Da Levratto a Meazza il passo è breve. El Peppin è quello che sessant’anni dopo saranno i Lucchetta, i Cantagalli, i Tofoli, i Gardini, gli Giani, un fenomeno. Un vincente che lascia il segno, l’asso a cui Ungheria e Cecoslovacchia, il meglio del calcio internazionale anni ’30, devono sottostare. Tre le partite manifesto: Ungheria-Italia maggio 1930, la finale mondiale con la Cecoslovacchia del ’34 e quella parigina ancora contro i magiari del grande campione Sarosi che allenerà in Italia.
Di queste partite si conosce tutta la mitologia, inutile ripeterla è storia incisa per sempre nei libri del calcio. Interessanti sono i dettagli. I tre gol di Meazza a Budapest sono come le toccate dello spadaccino Cyrano De Bergerac, la fine della tenzone. E’ una prodezza memorabile che arriva a noi irradiata dalla radio, il mezzo di comunicazione che collega il mondo degli anni ’30 a raccontarla con la sua inconfondibile voce è Nicolò Carosio. E’ il segno del campionissimo, quello del Peppin, che prelude al suo diventare due volte campione del mondo. La seconda volta è a Parigi quando batte, guidando una squadra completamente diversa da quella del ’34, l’Ungheria di Sarosi. Gioca mezzala lasciando il ruolo di centravanti a Silvio Piola, è il segno della sua diversità e quella della nostra che battiamo i migliori, Brasile compreso. La mentalità vincente si fa vincendo e noi avevamo già la base di un altro trionfo sul meglio del calcio dell’Est: la vittoria del 1934 ai mondiali di Roma sulla Cecoslovacchia di Puc e Planika.
Quattro le cose da estrapolare nel racconto di quel mitico pomeriggio romano: il blocco Juventus è arrivato, giocano Combi, Monti, Bertolini, Ferrari e Mumo Orsi è il segno che il campionato è diventato un movimento che fa da fondamento alla nazionale. Il fatto che ci siano altri 6 giocatori divisi tra 3 squadre (Bologna, Inter e Roma) attesta che iniziavano anche a esserci dei rivali, quindi a fare del campionato una base competitiva per dare forza alle partite internazionali.

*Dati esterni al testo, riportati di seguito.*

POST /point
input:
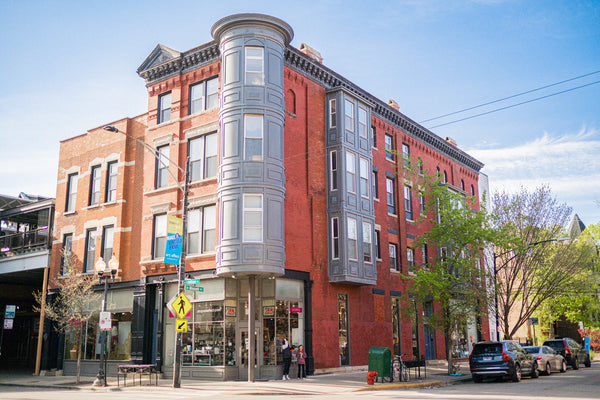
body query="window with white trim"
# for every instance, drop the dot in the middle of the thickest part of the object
(159, 236)
(352, 239)
(332, 113)
(367, 243)
(390, 188)
(254, 65)
(202, 224)
(71, 192)
(253, 137)
(350, 172)
(333, 170)
(362, 122)
(164, 108)
(335, 238)
(349, 115)
(203, 157)
(94, 185)
(364, 177)
(393, 249)
(253, 218)
(111, 182)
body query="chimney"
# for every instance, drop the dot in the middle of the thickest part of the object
(312, 53)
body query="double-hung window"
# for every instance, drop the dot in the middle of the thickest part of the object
(204, 95)
(352, 239)
(71, 193)
(203, 157)
(393, 249)
(408, 202)
(350, 172)
(364, 177)
(162, 167)
(94, 185)
(367, 243)
(65, 262)
(333, 170)
(164, 107)
(390, 189)
(253, 137)
(254, 65)
(362, 122)
(406, 155)
(202, 223)
(410, 256)
(90, 250)
(159, 236)
(253, 218)
(335, 238)
(389, 147)
(107, 242)
(332, 114)
(349, 115)
(111, 182)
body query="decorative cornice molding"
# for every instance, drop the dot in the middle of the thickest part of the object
(301, 63)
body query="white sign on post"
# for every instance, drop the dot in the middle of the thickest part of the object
(105, 321)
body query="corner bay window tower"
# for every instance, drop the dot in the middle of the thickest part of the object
(251, 188)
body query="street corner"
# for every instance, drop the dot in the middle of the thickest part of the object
(394, 386)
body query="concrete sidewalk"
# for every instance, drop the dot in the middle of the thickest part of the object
(324, 383)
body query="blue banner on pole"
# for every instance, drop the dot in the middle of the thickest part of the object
(173, 249)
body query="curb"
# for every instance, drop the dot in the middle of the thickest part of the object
(401, 386)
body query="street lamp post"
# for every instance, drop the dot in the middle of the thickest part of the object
(181, 268)
(105, 273)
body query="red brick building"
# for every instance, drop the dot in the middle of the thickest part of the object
(293, 199)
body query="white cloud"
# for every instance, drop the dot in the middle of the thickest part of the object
(569, 164)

Quel pomeriggio contro i maestri del possesso palla Schiavio, il centravanti del Bologna che tremare il mondo fa, segna il gol partita e come il portiere Combi chiude la carriera in nazionale, è il passaggio alla nuova generazione che verrà. Come accadrà poi nella pallavolo dopo il 1996 dove una nuova stilla di pallavolisti continuerà il cammino verso l’olimpo mondiale, come faranno nel pallone italiano le nazionali di Messico ’70, Argentina e Spagna ’82 e Germania 2006.

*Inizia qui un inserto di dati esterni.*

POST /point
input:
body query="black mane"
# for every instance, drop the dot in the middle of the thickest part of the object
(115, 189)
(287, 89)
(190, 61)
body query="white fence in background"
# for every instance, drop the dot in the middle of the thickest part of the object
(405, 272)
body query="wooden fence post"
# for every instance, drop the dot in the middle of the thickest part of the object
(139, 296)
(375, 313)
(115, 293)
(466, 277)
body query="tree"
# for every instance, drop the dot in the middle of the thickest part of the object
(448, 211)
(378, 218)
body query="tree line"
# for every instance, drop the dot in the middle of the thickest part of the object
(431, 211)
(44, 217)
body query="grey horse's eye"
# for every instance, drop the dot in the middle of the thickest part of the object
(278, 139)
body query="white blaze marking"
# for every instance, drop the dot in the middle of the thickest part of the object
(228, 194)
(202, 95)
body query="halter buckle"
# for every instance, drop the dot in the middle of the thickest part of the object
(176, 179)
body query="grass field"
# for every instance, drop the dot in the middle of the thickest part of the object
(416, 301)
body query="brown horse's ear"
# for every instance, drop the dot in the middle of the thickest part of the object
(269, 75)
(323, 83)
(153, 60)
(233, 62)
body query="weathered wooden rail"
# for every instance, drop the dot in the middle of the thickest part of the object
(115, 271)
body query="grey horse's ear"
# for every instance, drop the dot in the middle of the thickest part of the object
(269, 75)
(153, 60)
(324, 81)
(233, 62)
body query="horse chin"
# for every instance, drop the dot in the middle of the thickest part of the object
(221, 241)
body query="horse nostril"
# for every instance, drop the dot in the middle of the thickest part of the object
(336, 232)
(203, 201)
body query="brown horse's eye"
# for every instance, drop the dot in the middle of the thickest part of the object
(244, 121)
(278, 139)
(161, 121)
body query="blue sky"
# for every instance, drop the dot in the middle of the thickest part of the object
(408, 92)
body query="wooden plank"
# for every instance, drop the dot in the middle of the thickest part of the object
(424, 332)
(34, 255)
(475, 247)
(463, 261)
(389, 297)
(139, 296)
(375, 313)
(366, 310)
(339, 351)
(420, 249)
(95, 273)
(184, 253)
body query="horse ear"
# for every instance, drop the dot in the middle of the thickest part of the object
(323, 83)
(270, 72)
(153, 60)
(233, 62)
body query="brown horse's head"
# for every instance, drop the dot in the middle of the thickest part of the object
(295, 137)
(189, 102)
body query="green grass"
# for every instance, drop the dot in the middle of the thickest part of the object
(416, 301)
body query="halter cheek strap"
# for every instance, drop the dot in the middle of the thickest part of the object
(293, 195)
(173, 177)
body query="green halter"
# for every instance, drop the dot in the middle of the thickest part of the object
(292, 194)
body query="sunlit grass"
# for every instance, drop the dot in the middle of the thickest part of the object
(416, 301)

Il tutto nel segno del talento. La spada di Re Artù è stata estratta e traccia la via dei successivi confronti con le squadre dell’Est dal dopo guerra ai giorni nostri. Nel segno del talento si giocheranno le sfide all’Ungheria di Puskas e degli altri dioscuri magiari, si affronterà a più riprese la Jugoslavia del calcio a un tocco che sarà sempre una frontiera per la nazionale italiana, nel Dio pallone come nella pallavolo. Gli slavi e l’Est Europa affrontandoci dagli anni ’60 in poi ci porteranno, loro viaggiatori prima raminghi poi sedentari, a punti di svolta tecnici che diverranno fondamenti di future vittorie mondiali di azzurra.
Le vedremo nella seconda parte di un racconto che nel narrare la storia di scontri cavallereschi tra noi e gli europei che stanno a Oriente, ha segnato una piccola fetta delle vicende delle nazionali italiane di calcio e pallavolo. Nel grande romanzo del football iridato e del volley mondiale se siamo sette volte campioni del mondo lo dobbiamo anche a quello che ci hanno insegnato slavi, cechi, russi, rumeni, bulgari e altri grandi orientali, affrontandoli.